SEARCH (?si)(?<=\W)(\w+)(?=\W.*#+(?!.*\W\1(\W|\z)))

To detect any word, which exists, before the boundary and ALSO exists, after the boundary, use the regex, below :

SEARCH (?si)(?<=\W)(\w+)(?=\W.*#+(?=.*\W\1(\W|\z)))

You may give a try with the license.txt file, in N++ folder.

Open license.txt
Add a new line #####, somewhere in the file.
Go back to the very beginning
Open the Find dialog
Select the Regular expression search mode
Type, one the two above regexes, in the Find what: zone
Click on the Find next button, repeatedly

Et voilà !

REMARKS :

This search could be slow, on “out of date” computers ( like my own configuration), and/or for big size files !
Due to some bugs of the regex engine, relative to backward assertions, it’s better to begin searching at a location, which is followed by a non-word character or in a blank line, located above. By that means, if a matched word begins a line, it will be correctly found !
With these regexes, the backward search do NOT work. The opposite would have been very amazing :-))
The general template, of these regexes, is :

[Modifiers][Positive Look-Behind][Regex to Search][Positive Look-Ahead[Negative Look-Ahead]]

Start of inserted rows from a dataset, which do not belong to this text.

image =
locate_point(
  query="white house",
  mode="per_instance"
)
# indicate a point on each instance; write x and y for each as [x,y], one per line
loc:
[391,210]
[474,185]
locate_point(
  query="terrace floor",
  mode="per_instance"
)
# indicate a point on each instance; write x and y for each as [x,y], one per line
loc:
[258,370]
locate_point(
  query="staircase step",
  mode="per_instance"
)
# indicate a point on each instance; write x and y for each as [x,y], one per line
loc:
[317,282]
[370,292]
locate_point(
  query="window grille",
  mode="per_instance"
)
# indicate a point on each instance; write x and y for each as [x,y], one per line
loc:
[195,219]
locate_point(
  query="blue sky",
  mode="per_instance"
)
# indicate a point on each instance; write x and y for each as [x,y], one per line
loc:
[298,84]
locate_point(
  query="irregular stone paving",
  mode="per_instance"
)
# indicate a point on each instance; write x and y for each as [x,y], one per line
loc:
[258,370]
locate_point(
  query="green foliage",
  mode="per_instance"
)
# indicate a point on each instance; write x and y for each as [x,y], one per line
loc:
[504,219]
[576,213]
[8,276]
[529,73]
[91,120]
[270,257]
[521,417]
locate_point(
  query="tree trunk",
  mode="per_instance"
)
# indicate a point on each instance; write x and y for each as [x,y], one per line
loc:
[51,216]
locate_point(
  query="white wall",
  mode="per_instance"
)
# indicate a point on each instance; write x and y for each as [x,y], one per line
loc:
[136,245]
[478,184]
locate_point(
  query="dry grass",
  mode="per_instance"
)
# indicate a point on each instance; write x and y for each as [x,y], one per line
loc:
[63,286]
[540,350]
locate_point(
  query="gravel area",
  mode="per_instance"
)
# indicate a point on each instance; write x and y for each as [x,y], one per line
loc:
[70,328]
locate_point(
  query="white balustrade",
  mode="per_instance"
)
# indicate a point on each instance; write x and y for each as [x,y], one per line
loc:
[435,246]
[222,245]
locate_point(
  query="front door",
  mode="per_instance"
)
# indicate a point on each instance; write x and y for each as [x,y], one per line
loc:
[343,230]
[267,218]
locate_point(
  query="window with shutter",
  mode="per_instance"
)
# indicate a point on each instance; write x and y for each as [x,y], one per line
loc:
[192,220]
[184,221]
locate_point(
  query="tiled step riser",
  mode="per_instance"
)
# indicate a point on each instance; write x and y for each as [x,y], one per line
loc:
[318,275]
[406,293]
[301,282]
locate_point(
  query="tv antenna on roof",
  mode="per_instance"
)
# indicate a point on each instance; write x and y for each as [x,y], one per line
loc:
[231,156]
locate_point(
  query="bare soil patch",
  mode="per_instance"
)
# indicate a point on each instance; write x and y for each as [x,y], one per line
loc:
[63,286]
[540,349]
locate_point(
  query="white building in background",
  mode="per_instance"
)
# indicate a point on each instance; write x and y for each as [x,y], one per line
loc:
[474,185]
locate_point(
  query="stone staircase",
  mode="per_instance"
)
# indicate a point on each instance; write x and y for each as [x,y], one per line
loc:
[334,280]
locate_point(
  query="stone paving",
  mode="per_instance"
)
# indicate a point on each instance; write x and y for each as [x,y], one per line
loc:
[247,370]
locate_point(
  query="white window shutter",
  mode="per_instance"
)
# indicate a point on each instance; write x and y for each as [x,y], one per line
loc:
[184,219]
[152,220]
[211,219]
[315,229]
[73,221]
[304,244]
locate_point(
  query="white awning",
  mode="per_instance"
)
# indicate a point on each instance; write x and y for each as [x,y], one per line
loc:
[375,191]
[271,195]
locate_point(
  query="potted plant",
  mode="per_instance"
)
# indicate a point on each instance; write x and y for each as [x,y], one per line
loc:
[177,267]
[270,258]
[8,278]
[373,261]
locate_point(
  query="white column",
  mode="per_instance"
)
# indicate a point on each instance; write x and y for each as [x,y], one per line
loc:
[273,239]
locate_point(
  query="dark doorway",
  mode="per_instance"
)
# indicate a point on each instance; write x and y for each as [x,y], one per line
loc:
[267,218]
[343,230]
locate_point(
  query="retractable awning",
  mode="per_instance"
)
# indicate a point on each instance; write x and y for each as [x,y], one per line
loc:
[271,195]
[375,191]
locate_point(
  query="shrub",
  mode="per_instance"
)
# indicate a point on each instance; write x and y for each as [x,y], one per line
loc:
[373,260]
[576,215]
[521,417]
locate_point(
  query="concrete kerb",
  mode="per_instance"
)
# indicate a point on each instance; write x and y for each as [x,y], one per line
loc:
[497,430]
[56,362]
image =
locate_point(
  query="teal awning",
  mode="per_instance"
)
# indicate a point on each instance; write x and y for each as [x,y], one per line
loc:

[Modifiers][Positive Look-Behind][Regex to Search][Positive Look-Ahead[Positive Look-Ahead]]

I’ll give you better explanations, next time !

Now, @lemmy-westin, I suppose that my example, certainly, does not, exactly, match what you would like to ! May be, your files seem more like a simple list, of one or more words per line. In that case, the practical goal would be to detect :

A line, in the FIRST part, which does NOT exist, in the SECOND part, of current file
A line which BOTH exists, in the FIRST and SECOND parts of current file

So, if you don’t mind, in order to “tune” these regexes, could you give me some examples of texts we have to search through ?

TIA,

Best Regards,

guy038

P.S. : I, surely, already answered to your question, or so, some time ago ! I’ve just have to find out where, among all my postings !!

Lemmy Westin

Thank you guy038, much much thanks! This works like a charm. Thanks for putting that time into putting this together, you know your stuff!

On what the text being searched is like, it’s generally just lines of things separated by commas, take movie titles or bands for example. This is a great way to see if something from an older version of anything is missing from a new version in general, so this has other uses too. Thanks again!

And thanks for the other token idea thingy too V S, rock on helpful folks here!

guy038

Hi, @Lemmy-westin, and All,

Thinking again about your problem, I succeeded to build a general method and the corresponding regexes !

So, let’s suppose you have a text, separated in TWO parts, by a single line, build of some # characters.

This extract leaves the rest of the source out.